I'm about to protest that reading was the very thing that brought him to that outre world of beats and jazzmen, a far bohemian cry from the ranch or the Cheez-Whiz mainstream of the fifties, but I hold my tongue. This is the most he has ever said about how it used to feel, being a lonely kid. Somehow I don't want to gloss it over. "Did you know you were gay?"
He shakes his head. "I wasn't anything."
"So when did you come out?"
"Assumi
ng I ever did," he replies dryly, "I guess when I was thirty."
Nineteen-seventy, same as me, for I was starting to rattle the knob on the closet door when I was thirteen or fourteen. I assume Gray is being very precise here, that he had nobody to speak of between the onset of the carnal itch and almost twenty years later. I feel an immense and loyal sadness for the youth he missed, and even think it may have been worse than mine, despite the fraternal abuse and my exile among the piss-blooded micks of Chester.
We're coming into Santa Monica, and traffic seizes again, the Sunday night thrombosis. Gray goes left and leaves the coast road, ducking up an alley behind the stores on Chatauqua. He's got shortcuts forty years old. We scoot down another steep alley and cross up Santa Monica Canyon, coming around to Ocean Avenue through a neighborhood of perfect thirties bungalows.

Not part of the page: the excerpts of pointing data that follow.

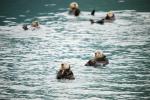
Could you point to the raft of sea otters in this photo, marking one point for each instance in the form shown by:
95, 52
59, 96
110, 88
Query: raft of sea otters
99, 59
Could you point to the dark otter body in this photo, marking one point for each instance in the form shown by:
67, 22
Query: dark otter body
98, 62
110, 18
75, 12
98, 22
25, 27
67, 74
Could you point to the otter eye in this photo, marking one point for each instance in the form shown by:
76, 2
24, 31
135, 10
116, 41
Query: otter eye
62, 64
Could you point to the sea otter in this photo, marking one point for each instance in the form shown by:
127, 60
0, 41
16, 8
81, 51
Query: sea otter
65, 72
109, 18
99, 60
74, 9
34, 25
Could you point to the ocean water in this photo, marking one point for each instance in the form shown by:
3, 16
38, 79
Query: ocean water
30, 59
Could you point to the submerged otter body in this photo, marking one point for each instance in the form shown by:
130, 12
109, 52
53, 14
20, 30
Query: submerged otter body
74, 9
98, 62
65, 72
108, 18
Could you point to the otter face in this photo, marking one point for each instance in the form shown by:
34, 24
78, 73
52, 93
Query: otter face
35, 24
74, 5
64, 66
98, 54
110, 14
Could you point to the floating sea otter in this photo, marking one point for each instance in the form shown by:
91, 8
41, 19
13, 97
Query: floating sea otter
34, 25
74, 9
109, 18
99, 60
65, 72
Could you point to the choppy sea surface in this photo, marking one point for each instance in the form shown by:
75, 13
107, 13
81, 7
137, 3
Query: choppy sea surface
30, 59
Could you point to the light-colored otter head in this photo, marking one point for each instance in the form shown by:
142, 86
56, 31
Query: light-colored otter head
35, 24
74, 5
64, 66
98, 54
110, 14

You half expect to see those exiles, Thomas Mann and Brecht, walking their Weimaraners. Then the Palisades are on our right, and we're high above the beach, with the pier like a paving of diamonds on the water.

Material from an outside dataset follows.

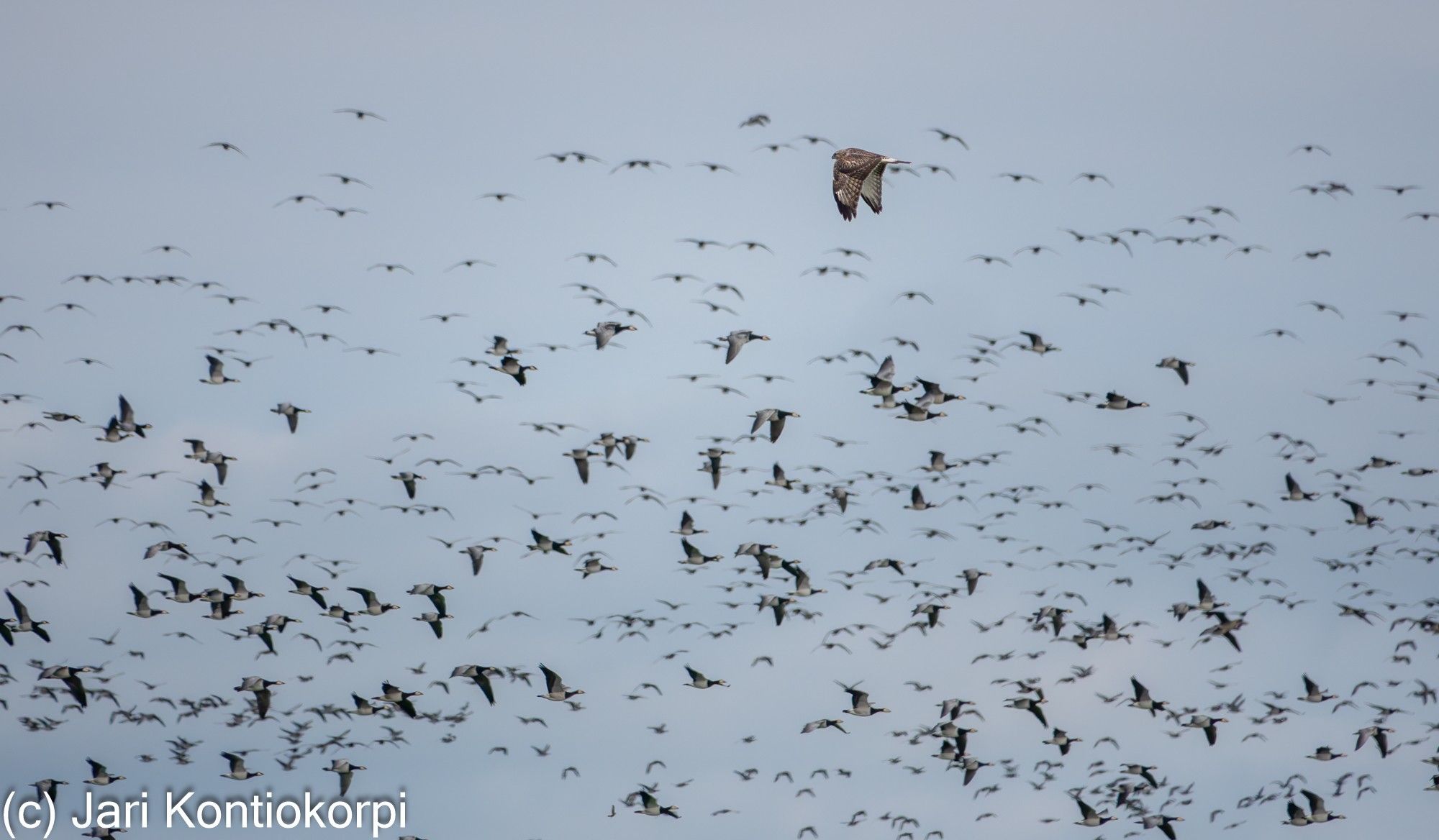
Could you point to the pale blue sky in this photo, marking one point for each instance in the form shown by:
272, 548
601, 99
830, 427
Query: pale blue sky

"But I feel gay now," Gray declares with an unmistakable puff of pride, turning up Colorado.
"Yeah? Well, now that you mention it, you're looking a little lavender around the edges. Do you feel an irresistible desire to listen to Judy at Carnegie Hall?"

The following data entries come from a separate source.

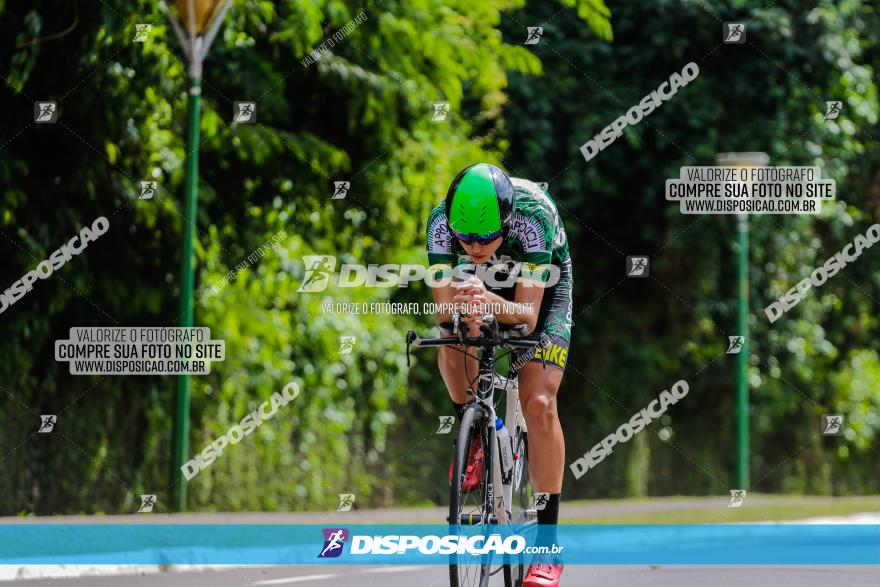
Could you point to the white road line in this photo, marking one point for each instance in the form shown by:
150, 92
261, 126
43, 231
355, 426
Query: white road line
396, 569
294, 579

We shriek with delight. It's already the most we've ever said to each other. I almost wish we weren't going anywhere, that we could just ride around like this all night. Through the winter Gray and I have grown tighter, like roommates except we live in different Baldwin houses. Yet there's always been a line we never cross, the no-man's-land where you walk on eggs. I usually chalk it up to my illness, or to Gray's unfailing reserve and discretion. Tonight there's no line. We're easy and antic, tooling around in a pickup.
This is what a brother is, I think, lolling my head out the window to let the wind blast my hair.
AGORA's not exactly in the middle of Venice, but more on the interface with Ocean Park. It's still in the senseless crime district, but being as the neighborhood is more industrial, it's not quite so High Noon, crack on every corner. We head up a street that's leased to Hughes Aircraft, great hulking warehouses on either side painted puke-green, World War III being assembled within. At the end is a cul-de-sac that forms a sort of low-rent industrial park, four modest factories not much bigger than bloated garages, sprawled around a parking square.